Vu les autres pièces du dossier.

Vu :

- le code de la commande publique ;

- le code de justice administrative.

Considérant ce qui suit :

1. Dans le cadre de plusieurs marchés conclus à partir de l'année 2018, la société Idex Energie Antilles Guyane a été chargée de la conduite, de l'exploitation et de la maintenance des installations techniques de ventilation, climatisation et production d'eau chaude sanitaire du centre hospitalier universitaire (CHU) de la Guadeloupe. A ce titre, elle a réalisé divers travaux et prestations pour le paiement desquels elle a émis de nombreuses factures. En l'absence de paiement, cette société, par un courrier daté du 5 avril 2023 reçu le 13 avril suivant, a mis en demeure le CHU de la Guadeloupe de lui régler dans un délai de quinze jours les factures non payées, pour un montant total de 3 962 599,51 euros ainsi que les intérêts moratoires d'un montant de 80 302,34 euros et l'indemnité forfaitaire de recouvrement d'un montant de 3 680 euros. Cette mise en demeure étant restée sans effet, la société a adressé un mémoire en réclamation daté du 22 mai 2023, réceptionné par le CHU de la Guadeloupe le 2 juin 2023, qui indiquait que les sommes réclamées étaient égales à

3 960 599,27 euros au titre de l'indemnité principale, à 144 069,72 euros au titre des intérêts moratoires et à 3 680 euros au titre de l'indemnité forfaitaire de recouvrement. Les factures n'ayant été que partiellement réglées, la société Idex Energie Antilles Guyane a demandé au juge des référés du tribunal administratif de la Guadeloupe de condamner le CHU de la Guadeloupe à lui verser, à titre provisionnel, une somme de 2 843 123,84 euros au titre du règlement des factures non honorées, une somme de 259 109,74 euros au titre des intérêts moratoires et une somme de 3 640 euros au titre de l'indemnité forfaitaire pour frais de recouvrement ainsi qu'à procéder au paiement de ces sommes dans les quinze jours suivant l'ordonnance à intervenir, sous astreinte de 500 euros par jour de retard.

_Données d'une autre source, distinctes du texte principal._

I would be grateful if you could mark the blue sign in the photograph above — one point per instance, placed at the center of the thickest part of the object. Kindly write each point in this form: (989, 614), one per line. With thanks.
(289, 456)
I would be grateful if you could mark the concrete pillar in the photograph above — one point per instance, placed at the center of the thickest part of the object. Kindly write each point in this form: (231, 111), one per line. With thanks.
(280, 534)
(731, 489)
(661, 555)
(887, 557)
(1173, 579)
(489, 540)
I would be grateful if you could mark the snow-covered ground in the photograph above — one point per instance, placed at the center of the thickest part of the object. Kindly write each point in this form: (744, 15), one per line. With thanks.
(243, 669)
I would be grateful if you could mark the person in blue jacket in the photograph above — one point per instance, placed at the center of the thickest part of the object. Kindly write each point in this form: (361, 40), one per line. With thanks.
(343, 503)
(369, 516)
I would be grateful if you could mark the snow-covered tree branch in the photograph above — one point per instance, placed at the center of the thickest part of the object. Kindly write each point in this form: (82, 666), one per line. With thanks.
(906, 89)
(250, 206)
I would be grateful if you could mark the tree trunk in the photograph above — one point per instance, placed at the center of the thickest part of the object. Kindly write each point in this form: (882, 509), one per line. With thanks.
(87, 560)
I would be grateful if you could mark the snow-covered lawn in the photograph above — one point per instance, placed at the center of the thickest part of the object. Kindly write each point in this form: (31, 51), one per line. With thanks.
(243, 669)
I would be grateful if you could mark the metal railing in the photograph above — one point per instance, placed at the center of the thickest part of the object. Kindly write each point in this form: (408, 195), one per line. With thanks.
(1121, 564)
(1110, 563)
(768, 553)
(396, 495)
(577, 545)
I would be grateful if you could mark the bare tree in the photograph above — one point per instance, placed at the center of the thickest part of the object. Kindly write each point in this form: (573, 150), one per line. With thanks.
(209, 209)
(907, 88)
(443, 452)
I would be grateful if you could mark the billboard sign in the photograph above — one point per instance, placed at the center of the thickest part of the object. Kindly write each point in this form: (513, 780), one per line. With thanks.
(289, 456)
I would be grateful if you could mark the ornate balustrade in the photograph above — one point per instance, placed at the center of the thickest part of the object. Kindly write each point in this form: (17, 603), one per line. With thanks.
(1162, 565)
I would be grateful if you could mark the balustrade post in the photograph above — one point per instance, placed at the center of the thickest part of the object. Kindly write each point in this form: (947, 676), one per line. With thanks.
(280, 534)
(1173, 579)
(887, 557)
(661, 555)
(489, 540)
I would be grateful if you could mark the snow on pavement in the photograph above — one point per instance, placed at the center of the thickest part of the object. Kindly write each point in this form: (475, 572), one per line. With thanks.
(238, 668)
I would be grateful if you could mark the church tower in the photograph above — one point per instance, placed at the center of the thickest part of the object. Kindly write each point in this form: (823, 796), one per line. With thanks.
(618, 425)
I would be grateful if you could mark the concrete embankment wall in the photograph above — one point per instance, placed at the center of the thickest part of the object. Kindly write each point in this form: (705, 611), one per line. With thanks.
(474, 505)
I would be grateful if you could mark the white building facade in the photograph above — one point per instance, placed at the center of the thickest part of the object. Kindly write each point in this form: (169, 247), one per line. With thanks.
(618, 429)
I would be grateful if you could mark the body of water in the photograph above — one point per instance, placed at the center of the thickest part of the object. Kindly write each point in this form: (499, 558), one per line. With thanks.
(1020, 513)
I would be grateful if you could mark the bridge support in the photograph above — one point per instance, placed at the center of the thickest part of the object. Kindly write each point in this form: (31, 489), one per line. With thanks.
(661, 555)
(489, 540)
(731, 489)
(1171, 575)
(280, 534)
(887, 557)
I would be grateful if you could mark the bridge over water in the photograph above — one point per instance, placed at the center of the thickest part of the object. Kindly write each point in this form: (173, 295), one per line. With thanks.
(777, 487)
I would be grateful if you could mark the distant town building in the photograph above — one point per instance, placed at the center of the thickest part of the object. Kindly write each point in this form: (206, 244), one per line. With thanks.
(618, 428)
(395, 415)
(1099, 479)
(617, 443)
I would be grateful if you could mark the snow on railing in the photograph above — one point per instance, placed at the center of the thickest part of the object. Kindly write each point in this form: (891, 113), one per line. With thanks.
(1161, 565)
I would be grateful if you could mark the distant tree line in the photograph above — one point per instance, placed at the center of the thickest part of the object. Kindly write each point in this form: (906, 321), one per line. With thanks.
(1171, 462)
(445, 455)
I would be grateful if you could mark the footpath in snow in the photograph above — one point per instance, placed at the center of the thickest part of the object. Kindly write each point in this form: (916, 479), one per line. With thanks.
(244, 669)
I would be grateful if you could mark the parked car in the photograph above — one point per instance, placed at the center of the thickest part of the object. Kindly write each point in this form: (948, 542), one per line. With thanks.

2. Par une ordonnance du 3 juin 2024, le juge des référés du tribunal administratif de la Guadeloupe a rejeté la demande de la société Idex Energie Antilles Guyane comme étant irrecevable. Cette société relève appel de cette ordonnance et, dans le dernier état de ses écritures qui tiennent compte du règlement par le CHU de la Guadeloupe de la presque totalité des factures émises, demande au juge d'appel des référés de condamner cet établissement à lui verser, à titre provisionnel, une somme de 38 004, 52 euros au titre du règlement d'une facture encore non honorée, une somme de 225 614, 28 euros au titre des intérêts moratoires et une somme de 3 640 euros au titre de l'indemnité forfaitaire pour frais de recouvrement.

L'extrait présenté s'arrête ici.